Combining Ketamine and TMS
Some clinicians use ketamine and TMS in sequence or combination. A patient might receive ketamine for rapid relief of acute symptoms while beginning a TMS course, using ketamine as a bridge until TMS effects emerge. Others have explored concurrent administration, though research on combined protocols is still limited. The two treatments target different mechanisms and are not contraindicated together.
References
- Efficacy and Safety of TMS for Depression: A Systematic Review — Berlim et al. (2014), Psychological Medicine. Meta-analysis of TMS efficacy.
- Stanford Accelerated Intelligent Neuromodulation Therapy (SAINT) — Cole et al. (2020), American Journal of Psychiatry. The intensive TMS protocol study.
- Ketamine vs TMS for Treatment-Resistant Depression — Comparative review of non-pharmacological and pharmacological approaches.
- FDA TMS Device Clearance Information — FDA regulatory information on TMS devices.
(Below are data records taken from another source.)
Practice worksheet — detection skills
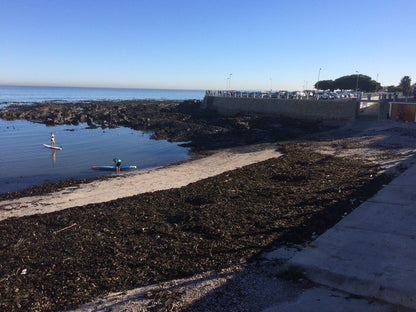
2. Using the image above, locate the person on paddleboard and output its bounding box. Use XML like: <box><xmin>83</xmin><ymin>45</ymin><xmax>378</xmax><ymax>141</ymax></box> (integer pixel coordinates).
<box><xmin>51</xmin><ymin>132</ymin><xmax>55</xmax><ymax>147</ymax></box>
<box><xmin>113</xmin><ymin>157</ymin><xmax>121</xmax><ymax>173</ymax></box>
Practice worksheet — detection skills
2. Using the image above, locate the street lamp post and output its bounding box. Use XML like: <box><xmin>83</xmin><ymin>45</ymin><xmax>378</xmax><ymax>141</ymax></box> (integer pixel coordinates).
<box><xmin>316</xmin><ymin>68</ymin><xmax>322</xmax><ymax>93</ymax></box>
<box><xmin>355</xmin><ymin>70</ymin><xmax>360</xmax><ymax>97</ymax></box>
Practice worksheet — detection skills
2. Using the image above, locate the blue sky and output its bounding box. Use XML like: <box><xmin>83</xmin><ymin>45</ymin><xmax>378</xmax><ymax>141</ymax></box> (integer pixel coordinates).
<box><xmin>0</xmin><ymin>0</ymin><xmax>416</xmax><ymax>90</ymax></box>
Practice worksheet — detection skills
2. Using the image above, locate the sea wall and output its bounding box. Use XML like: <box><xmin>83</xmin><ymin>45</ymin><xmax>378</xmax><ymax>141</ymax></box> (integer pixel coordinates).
<box><xmin>203</xmin><ymin>96</ymin><xmax>359</xmax><ymax>120</ymax></box>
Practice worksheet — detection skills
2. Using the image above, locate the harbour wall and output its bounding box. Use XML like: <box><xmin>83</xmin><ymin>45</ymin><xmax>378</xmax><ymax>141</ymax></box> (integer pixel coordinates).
<box><xmin>203</xmin><ymin>95</ymin><xmax>360</xmax><ymax>120</ymax></box>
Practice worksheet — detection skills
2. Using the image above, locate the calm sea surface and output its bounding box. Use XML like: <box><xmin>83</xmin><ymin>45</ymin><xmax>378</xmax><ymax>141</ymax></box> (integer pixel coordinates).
<box><xmin>0</xmin><ymin>86</ymin><xmax>204</xmax><ymax>193</ymax></box>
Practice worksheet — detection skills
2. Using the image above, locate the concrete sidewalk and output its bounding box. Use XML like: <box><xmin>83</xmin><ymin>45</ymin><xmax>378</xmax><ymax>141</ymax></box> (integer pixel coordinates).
<box><xmin>270</xmin><ymin>165</ymin><xmax>416</xmax><ymax>311</ymax></box>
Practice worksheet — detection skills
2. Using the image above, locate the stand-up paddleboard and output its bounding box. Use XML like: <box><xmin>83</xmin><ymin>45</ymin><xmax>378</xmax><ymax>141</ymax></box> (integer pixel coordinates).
<box><xmin>91</xmin><ymin>166</ymin><xmax>137</xmax><ymax>170</ymax></box>
<box><xmin>42</xmin><ymin>144</ymin><xmax>62</xmax><ymax>151</ymax></box>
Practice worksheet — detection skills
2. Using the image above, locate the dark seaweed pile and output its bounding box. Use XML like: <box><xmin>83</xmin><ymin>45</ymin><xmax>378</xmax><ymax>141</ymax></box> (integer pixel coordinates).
<box><xmin>0</xmin><ymin>100</ymin><xmax>334</xmax><ymax>151</ymax></box>
<box><xmin>0</xmin><ymin>145</ymin><xmax>389</xmax><ymax>311</ymax></box>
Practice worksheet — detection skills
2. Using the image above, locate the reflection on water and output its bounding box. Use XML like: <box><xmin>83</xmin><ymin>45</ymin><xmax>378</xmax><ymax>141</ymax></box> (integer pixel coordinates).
<box><xmin>52</xmin><ymin>150</ymin><xmax>56</xmax><ymax>167</ymax></box>
<box><xmin>0</xmin><ymin>119</ymin><xmax>191</xmax><ymax>193</ymax></box>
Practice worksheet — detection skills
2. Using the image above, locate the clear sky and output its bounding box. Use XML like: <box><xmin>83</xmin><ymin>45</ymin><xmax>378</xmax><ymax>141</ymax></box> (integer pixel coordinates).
<box><xmin>0</xmin><ymin>0</ymin><xmax>416</xmax><ymax>90</ymax></box>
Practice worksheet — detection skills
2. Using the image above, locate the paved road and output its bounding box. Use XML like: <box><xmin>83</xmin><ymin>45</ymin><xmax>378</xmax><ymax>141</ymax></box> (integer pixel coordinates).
<box><xmin>267</xmin><ymin>164</ymin><xmax>416</xmax><ymax>312</ymax></box>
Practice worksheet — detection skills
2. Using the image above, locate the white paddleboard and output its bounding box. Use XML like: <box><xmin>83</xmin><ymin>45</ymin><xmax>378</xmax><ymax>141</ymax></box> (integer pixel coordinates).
<box><xmin>42</xmin><ymin>144</ymin><xmax>62</xmax><ymax>151</ymax></box>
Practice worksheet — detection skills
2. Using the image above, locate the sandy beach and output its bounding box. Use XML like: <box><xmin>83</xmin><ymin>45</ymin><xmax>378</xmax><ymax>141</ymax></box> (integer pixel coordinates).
<box><xmin>0</xmin><ymin>116</ymin><xmax>416</xmax><ymax>312</ymax></box>
<box><xmin>0</xmin><ymin>145</ymin><xmax>281</xmax><ymax>220</ymax></box>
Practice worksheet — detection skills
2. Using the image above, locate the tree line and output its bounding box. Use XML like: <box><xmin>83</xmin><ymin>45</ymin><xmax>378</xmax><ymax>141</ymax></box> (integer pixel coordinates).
<box><xmin>315</xmin><ymin>75</ymin><xmax>412</xmax><ymax>94</ymax></box>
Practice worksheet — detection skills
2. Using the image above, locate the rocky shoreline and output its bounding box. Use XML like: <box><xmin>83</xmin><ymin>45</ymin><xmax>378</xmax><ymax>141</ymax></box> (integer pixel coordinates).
<box><xmin>0</xmin><ymin>100</ymin><xmax>334</xmax><ymax>151</ymax></box>
<box><xmin>0</xmin><ymin>102</ymin><xmax>414</xmax><ymax>311</ymax></box>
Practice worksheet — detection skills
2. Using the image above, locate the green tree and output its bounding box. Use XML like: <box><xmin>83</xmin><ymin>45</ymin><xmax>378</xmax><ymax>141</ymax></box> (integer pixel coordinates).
<box><xmin>334</xmin><ymin>75</ymin><xmax>380</xmax><ymax>92</ymax></box>
<box><xmin>315</xmin><ymin>80</ymin><xmax>334</xmax><ymax>91</ymax></box>
<box><xmin>399</xmin><ymin>76</ymin><xmax>412</xmax><ymax>95</ymax></box>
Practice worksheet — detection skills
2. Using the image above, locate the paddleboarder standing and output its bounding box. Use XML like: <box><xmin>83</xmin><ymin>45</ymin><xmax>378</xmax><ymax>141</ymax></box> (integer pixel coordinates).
<box><xmin>51</xmin><ymin>132</ymin><xmax>55</xmax><ymax>147</ymax></box>
<box><xmin>113</xmin><ymin>157</ymin><xmax>121</xmax><ymax>173</ymax></box>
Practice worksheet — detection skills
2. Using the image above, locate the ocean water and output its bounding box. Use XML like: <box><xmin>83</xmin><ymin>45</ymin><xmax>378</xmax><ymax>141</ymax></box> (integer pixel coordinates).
<box><xmin>0</xmin><ymin>86</ymin><xmax>205</xmax><ymax>104</ymax></box>
<box><xmin>0</xmin><ymin>87</ymin><xmax>203</xmax><ymax>194</ymax></box>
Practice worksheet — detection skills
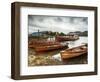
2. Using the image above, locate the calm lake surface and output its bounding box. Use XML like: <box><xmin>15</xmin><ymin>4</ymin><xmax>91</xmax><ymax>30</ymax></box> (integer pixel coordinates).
<box><xmin>28</xmin><ymin>37</ymin><xmax>88</xmax><ymax>66</ymax></box>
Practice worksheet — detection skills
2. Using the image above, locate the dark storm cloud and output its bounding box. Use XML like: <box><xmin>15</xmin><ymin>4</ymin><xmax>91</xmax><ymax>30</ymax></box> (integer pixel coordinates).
<box><xmin>28</xmin><ymin>15</ymin><xmax>88</xmax><ymax>33</ymax></box>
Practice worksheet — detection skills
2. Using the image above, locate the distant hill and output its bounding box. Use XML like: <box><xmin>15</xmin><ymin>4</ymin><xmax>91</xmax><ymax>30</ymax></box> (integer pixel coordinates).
<box><xmin>67</xmin><ymin>31</ymin><xmax>88</xmax><ymax>36</ymax></box>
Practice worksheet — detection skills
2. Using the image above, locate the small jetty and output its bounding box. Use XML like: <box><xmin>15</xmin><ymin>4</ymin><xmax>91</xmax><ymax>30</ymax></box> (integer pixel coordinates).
<box><xmin>60</xmin><ymin>44</ymin><xmax>88</xmax><ymax>59</ymax></box>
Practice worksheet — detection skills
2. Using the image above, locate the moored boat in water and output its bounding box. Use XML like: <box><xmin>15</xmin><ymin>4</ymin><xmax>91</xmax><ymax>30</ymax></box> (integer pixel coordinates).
<box><xmin>60</xmin><ymin>44</ymin><xmax>87</xmax><ymax>59</ymax></box>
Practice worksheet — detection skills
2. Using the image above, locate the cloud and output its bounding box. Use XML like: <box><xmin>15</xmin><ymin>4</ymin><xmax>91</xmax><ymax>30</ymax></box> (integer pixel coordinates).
<box><xmin>28</xmin><ymin>15</ymin><xmax>88</xmax><ymax>34</ymax></box>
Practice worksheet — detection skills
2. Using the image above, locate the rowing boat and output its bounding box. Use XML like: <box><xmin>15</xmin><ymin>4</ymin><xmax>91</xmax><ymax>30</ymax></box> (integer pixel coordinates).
<box><xmin>60</xmin><ymin>45</ymin><xmax>87</xmax><ymax>59</ymax></box>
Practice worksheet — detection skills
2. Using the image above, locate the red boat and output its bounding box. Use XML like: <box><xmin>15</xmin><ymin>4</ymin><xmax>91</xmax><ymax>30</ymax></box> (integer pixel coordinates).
<box><xmin>60</xmin><ymin>45</ymin><xmax>88</xmax><ymax>59</ymax></box>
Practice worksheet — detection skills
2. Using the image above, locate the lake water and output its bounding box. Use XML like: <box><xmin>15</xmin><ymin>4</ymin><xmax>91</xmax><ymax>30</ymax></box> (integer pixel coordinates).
<box><xmin>28</xmin><ymin>37</ymin><xmax>88</xmax><ymax>66</ymax></box>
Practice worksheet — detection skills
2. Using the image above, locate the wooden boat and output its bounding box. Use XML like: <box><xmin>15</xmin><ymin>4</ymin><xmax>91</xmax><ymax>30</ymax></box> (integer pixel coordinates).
<box><xmin>56</xmin><ymin>35</ymin><xmax>79</xmax><ymax>42</ymax></box>
<box><xmin>35</xmin><ymin>44</ymin><xmax>68</xmax><ymax>52</ymax></box>
<box><xmin>28</xmin><ymin>40</ymin><xmax>59</xmax><ymax>48</ymax></box>
<box><xmin>60</xmin><ymin>45</ymin><xmax>87</xmax><ymax>59</ymax></box>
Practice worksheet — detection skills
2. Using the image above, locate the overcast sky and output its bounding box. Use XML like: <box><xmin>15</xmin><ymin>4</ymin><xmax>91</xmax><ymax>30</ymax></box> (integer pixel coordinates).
<box><xmin>28</xmin><ymin>15</ymin><xmax>88</xmax><ymax>34</ymax></box>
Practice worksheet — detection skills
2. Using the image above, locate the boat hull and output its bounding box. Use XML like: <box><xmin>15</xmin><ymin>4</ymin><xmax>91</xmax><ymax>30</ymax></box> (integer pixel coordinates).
<box><xmin>35</xmin><ymin>45</ymin><xmax>68</xmax><ymax>52</ymax></box>
<box><xmin>60</xmin><ymin>46</ymin><xmax>87</xmax><ymax>59</ymax></box>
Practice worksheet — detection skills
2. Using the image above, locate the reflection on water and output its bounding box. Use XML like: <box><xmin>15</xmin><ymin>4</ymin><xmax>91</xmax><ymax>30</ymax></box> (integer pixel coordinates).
<box><xmin>28</xmin><ymin>37</ymin><xmax>88</xmax><ymax>66</ymax></box>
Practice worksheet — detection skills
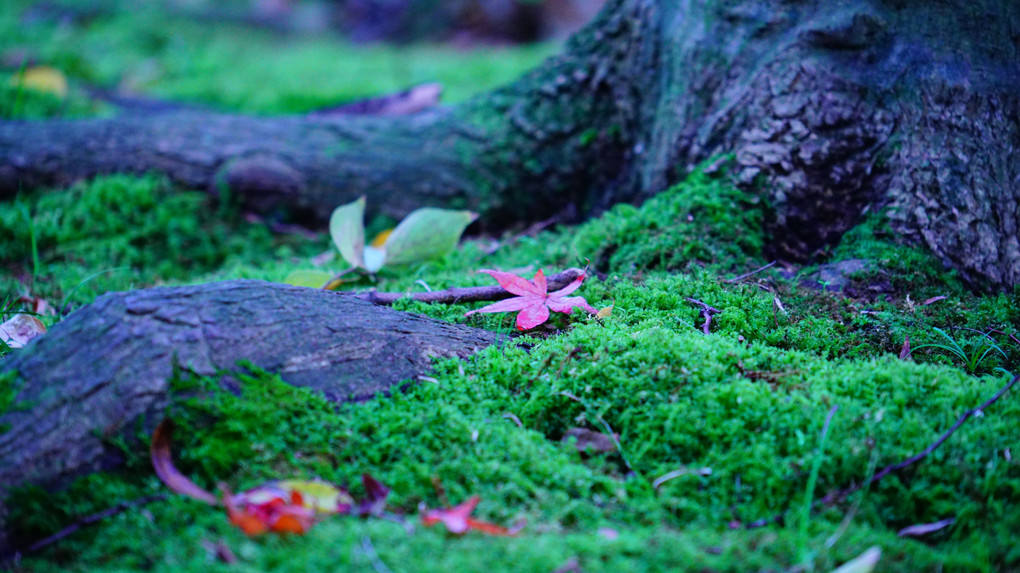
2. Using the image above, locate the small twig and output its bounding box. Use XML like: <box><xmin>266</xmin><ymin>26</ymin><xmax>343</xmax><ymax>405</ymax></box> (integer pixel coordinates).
<box><xmin>822</xmin><ymin>374</ymin><xmax>1020</xmax><ymax>505</ymax></box>
<box><xmin>723</xmin><ymin>261</ymin><xmax>775</xmax><ymax>284</ymax></box>
<box><xmin>745</xmin><ymin>375</ymin><xmax>1020</xmax><ymax>529</ymax></box>
<box><xmin>652</xmin><ymin>467</ymin><xmax>712</xmax><ymax>491</ymax></box>
<box><xmin>686</xmin><ymin>299</ymin><xmax>722</xmax><ymax>334</ymax></box>
<box><xmin>988</xmin><ymin>328</ymin><xmax>1020</xmax><ymax>346</ymax></box>
<box><xmin>557</xmin><ymin>390</ymin><xmax>638</xmax><ymax>474</ymax></box>
<box><xmin>344</xmin><ymin>268</ymin><xmax>584</xmax><ymax>305</ymax></box>
<box><xmin>556</xmin><ymin>347</ymin><xmax>584</xmax><ymax>378</ymax></box>
<box><xmin>29</xmin><ymin>493</ymin><xmax>167</xmax><ymax>553</ymax></box>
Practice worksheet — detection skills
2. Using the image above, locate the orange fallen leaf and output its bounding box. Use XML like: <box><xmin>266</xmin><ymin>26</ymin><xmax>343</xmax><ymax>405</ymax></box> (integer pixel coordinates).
<box><xmin>150</xmin><ymin>419</ymin><xmax>365</xmax><ymax>535</ymax></box>
<box><xmin>219</xmin><ymin>484</ymin><xmax>315</xmax><ymax>535</ymax></box>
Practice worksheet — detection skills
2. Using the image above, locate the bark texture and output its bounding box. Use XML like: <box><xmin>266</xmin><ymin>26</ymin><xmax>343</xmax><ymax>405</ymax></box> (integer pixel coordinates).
<box><xmin>0</xmin><ymin>0</ymin><xmax>1020</xmax><ymax>289</ymax></box>
<box><xmin>0</xmin><ymin>280</ymin><xmax>497</xmax><ymax>546</ymax></box>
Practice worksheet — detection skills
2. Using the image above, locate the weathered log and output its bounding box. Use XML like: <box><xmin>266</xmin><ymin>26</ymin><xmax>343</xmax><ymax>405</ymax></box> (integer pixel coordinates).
<box><xmin>0</xmin><ymin>0</ymin><xmax>1020</xmax><ymax>289</ymax></box>
<box><xmin>0</xmin><ymin>280</ymin><xmax>497</xmax><ymax>546</ymax></box>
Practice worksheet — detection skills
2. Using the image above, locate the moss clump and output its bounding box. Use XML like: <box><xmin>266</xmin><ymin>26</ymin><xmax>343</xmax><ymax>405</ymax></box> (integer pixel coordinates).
<box><xmin>0</xmin><ymin>175</ymin><xmax>316</xmax><ymax>304</ymax></box>
<box><xmin>573</xmin><ymin>166</ymin><xmax>763</xmax><ymax>273</ymax></box>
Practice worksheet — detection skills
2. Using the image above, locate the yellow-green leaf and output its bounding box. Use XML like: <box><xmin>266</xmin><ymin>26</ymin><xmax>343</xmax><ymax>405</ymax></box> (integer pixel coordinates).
<box><xmin>10</xmin><ymin>65</ymin><xmax>67</xmax><ymax>99</ymax></box>
<box><xmin>284</xmin><ymin>269</ymin><xmax>334</xmax><ymax>289</ymax></box>
<box><xmin>384</xmin><ymin>207</ymin><xmax>478</xmax><ymax>265</ymax></box>
<box><xmin>329</xmin><ymin>196</ymin><xmax>365</xmax><ymax>268</ymax></box>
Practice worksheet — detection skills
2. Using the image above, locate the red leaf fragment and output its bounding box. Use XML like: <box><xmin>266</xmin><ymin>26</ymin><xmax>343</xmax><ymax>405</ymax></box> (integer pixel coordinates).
<box><xmin>421</xmin><ymin>496</ymin><xmax>524</xmax><ymax>535</ymax></box>
<box><xmin>897</xmin><ymin>517</ymin><xmax>956</xmax><ymax>537</ymax></box>
<box><xmin>149</xmin><ymin>418</ymin><xmax>217</xmax><ymax>506</ymax></box>
<box><xmin>219</xmin><ymin>484</ymin><xmax>315</xmax><ymax>536</ymax></box>
<box><xmin>464</xmin><ymin>268</ymin><xmax>599</xmax><ymax>330</ymax></box>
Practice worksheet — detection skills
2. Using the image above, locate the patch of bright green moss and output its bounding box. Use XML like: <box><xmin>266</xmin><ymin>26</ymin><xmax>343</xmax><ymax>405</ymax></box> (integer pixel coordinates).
<box><xmin>16</xmin><ymin>316</ymin><xmax>1020</xmax><ymax>571</ymax></box>
<box><xmin>573</xmin><ymin>166</ymin><xmax>763</xmax><ymax>273</ymax></box>
<box><xmin>0</xmin><ymin>175</ymin><xmax>311</xmax><ymax>305</ymax></box>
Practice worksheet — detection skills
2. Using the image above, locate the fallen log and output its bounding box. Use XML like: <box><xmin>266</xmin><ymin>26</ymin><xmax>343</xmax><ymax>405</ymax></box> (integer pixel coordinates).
<box><xmin>0</xmin><ymin>280</ymin><xmax>497</xmax><ymax>553</ymax></box>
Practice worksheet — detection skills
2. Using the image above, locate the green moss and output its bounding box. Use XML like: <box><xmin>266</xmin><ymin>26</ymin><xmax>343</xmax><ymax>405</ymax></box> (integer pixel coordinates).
<box><xmin>573</xmin><ymin>166</ymin><xmax>763</xmax><ymax>273</ymax></box>
<box><xmin>0</xmin><ymin>1</ymin><xmax>1020</xmax><ymax>571</ymax></box>
<box><xmin>0</xmin><ymin>175</ymin><xmax>318</xmax><ymax>305</ymax></box>
<box><xmin>0</xmin><ymin>0</ymin><xmax>555</xmax><ymax>117</ymax></box>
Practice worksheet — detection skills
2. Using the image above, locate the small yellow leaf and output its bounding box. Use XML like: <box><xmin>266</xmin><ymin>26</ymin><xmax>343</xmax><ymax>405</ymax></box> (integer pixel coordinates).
<box><xmin>276</xmin><ymin>479</ymin><xmax>354</xmax><ymax>514</ymax></box>
<box><xmin>10</xmin><ymin>65</ymin><xmax>67</xmax><ymax>99</ymax></box>
<box><xmin>284</xmin><ymin>269</ymin><xmax>334</xmax><ymax>289</ymax></box>
<box><xmin>329</xmin><ymin>196</ymin><xmax>365</xmax><ymax>268</ymax></box>
<box><xmin>369</xmin><ymin>227</ymin><xmax>393</xmax><ymax>248</ymax></box>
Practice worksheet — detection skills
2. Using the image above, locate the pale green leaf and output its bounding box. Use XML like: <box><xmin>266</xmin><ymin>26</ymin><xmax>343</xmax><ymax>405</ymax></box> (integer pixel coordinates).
<box><xmin>329</xmin><ymin>197</ymin><xmax>365</xmax><ymax>268</ymax></box>
<box><xmin>385</xmin><ymin>207</ymin><xmax>478</xmax><ymax>265</ymax></box>
<box><xmin>364</xmin><ymin>245</ymin><xmax>387</xmax><ymax>272</ymax></box>
<box><xmin>284</xmin><ymin>269</ymin><xmax>333</xmax><ymax>289</ymax></box>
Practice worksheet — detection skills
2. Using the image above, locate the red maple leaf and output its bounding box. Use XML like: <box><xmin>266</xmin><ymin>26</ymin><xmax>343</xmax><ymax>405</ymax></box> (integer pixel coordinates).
<box><xmin>421</xmin><ymin>496</ymin><xmax>523</xmax><ymax>535</ymax></box>
<box><xmin>464</xmin><ymin>268</ymin><xmax>598</xmax><ymax>330</ymax></box>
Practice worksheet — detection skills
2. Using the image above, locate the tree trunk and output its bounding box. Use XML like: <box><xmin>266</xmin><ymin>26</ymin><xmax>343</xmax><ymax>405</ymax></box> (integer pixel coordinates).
<box><xmin>0</xmin><ymin>0</ymin><xmax>1020</xmax><ymax>289</ymax></box>
<box><xmin>0</xmin><ymin>280</ymin><xmax>497</xmax><ymax>554</ymax></box>
<box><xmin>0</xmin><ymin>0</ymin><xmax>1020</xmax><ymax>289</ymax></box>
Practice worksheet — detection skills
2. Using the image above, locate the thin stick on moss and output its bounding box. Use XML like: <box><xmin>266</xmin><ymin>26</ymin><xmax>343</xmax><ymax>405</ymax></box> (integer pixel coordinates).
<box><xmin>822</xmin><ymin>374</ymin><xmax>1020</xmax><ymax>505</ymax></box>
<box><xmin>346</xmin><ymin>268</ymin><xmax>584</xmax><ymax>305</ymax></box>
<box><xmin>557</xmin><ymin>390</ymin><xmax>638</xmax><ymax>475</ymax></box>
<box><xmin>801</xmin><ymin>406</ymin><xmax>839</xmax><ymax>538</ymax></box>
<box><xmin>745</xmin><ymin>374</ymin><xmax>1020</xmax><ymax>529</ymax></box>
<box><xmin>686</xmin><ymin>299</ymin><xmax>722</xmax><ymax>334</ymax></box>
<box><xmin>723</xmin><ymin>261</ymin><xmax>775</xmax><ymax>284</ymax></box>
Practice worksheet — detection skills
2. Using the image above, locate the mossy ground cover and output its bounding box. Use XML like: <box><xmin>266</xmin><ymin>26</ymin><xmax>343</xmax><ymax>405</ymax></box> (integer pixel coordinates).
<box><xmin>0</xmin><ymin>3</ymin><xmax>1020</xmax><ymax>571</ymax></box>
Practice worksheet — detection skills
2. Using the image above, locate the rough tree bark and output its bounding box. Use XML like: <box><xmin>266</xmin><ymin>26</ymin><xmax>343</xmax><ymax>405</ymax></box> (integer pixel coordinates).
<box><xmin>0</xmin><ymin>280</ymin><xmax>497</xmax><ymax>554</ymax></box>
<box><xmin>0</xmin><ymin>0</ymin><xmax>1020</xmax><ymax>289</ymax></box>
<box><xmin>0</xmin><ymin>0</ymin><xmax>1020</xmax><ymax>545</ymax></box>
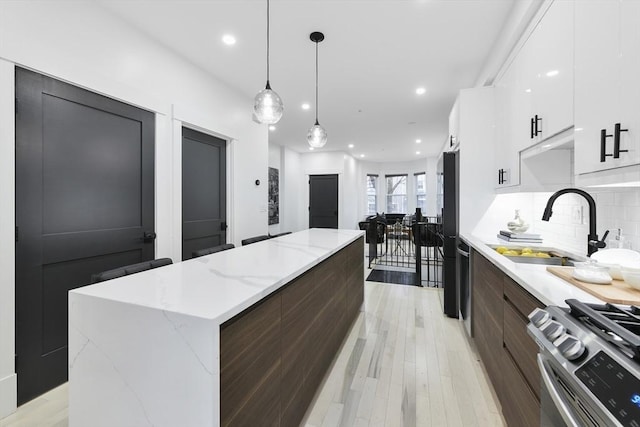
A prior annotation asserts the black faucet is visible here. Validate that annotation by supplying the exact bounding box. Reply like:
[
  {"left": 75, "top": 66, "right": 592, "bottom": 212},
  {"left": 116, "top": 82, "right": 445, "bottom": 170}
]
[{"left": 542, "top": 188, "right": 609, "bottom": 256}]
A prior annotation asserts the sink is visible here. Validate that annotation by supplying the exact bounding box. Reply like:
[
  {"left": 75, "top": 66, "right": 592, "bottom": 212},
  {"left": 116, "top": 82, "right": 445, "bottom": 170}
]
[{"left": 487, "top": 245, "right": 585, "bottom": 266}]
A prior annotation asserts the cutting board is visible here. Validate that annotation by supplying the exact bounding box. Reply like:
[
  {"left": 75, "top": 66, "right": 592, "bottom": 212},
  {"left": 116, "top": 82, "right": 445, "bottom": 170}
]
[{"left": 547, "top": 267, "right": 640, "bottom": 305}]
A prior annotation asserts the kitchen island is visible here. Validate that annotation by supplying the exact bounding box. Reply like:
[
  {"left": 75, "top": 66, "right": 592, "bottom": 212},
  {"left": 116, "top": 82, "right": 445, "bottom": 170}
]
[{"left": 69, "top": 229, "right": 364, "bottom": 427}]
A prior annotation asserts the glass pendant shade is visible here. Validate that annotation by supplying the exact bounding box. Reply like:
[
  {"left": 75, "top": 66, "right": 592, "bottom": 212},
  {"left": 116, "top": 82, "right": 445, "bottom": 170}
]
[
  {"left": 253, "top": 82, "right": 284, "bottom": 125},
  {"left": 307, "top": 122, "right": 327, "bottom": 148}
]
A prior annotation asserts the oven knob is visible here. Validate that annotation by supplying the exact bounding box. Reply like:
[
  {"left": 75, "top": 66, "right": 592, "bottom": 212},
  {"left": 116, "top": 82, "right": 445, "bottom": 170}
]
[
  {"left": 553, "top": 334, "right": 586, "bottom": 360},
  {"left": 529, "top": 308, "right": 551, "bottom": 328},
  {"left": 540, "top": 320, "right": 567, "bottom": 342}
]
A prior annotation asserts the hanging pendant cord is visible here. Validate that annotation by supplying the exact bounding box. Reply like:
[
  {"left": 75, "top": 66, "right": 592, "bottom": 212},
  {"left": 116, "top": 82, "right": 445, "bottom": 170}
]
[
  {"left": 316, "top": 42, "right": 319, "bottom": 125},
  {"left": 267, "top": 0, "right": 269, "bottom": 84}
]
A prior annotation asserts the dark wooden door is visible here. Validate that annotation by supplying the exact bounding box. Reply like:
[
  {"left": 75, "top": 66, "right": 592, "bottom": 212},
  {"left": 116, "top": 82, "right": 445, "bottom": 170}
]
[
  {"left": 182, "top": 128, "right": 227, "bottom": 260},
  {"left": 16, "top": 69, "right": 155, "bottom": 404},
  {"left": 309, "top": 175, "right": 338, "bottom": 228}
]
- NIMH Brain Stimulation Therapies — National Institute of Mental Health overview of neuromodulation treatments.
Verdict
Both ketamine and TMS represent non-traditional approaches to treatment-resistant depression that work through different mechanisms than conventional antidepressants. Ketamine offers much faster onset (hours vs weeks) and a different side effect profile, while TMS is non-invasive, non-pharmacological, FDA-cleared, and more widely covered by insurance. TMS requires a substantial time commitment (daily sessions for four to six weeks), whereas ketamine treatment courses are shorter but may require ongoing maintenance. The choice between them often depends on urgency, insurance coverage, patient preference, and clinical history.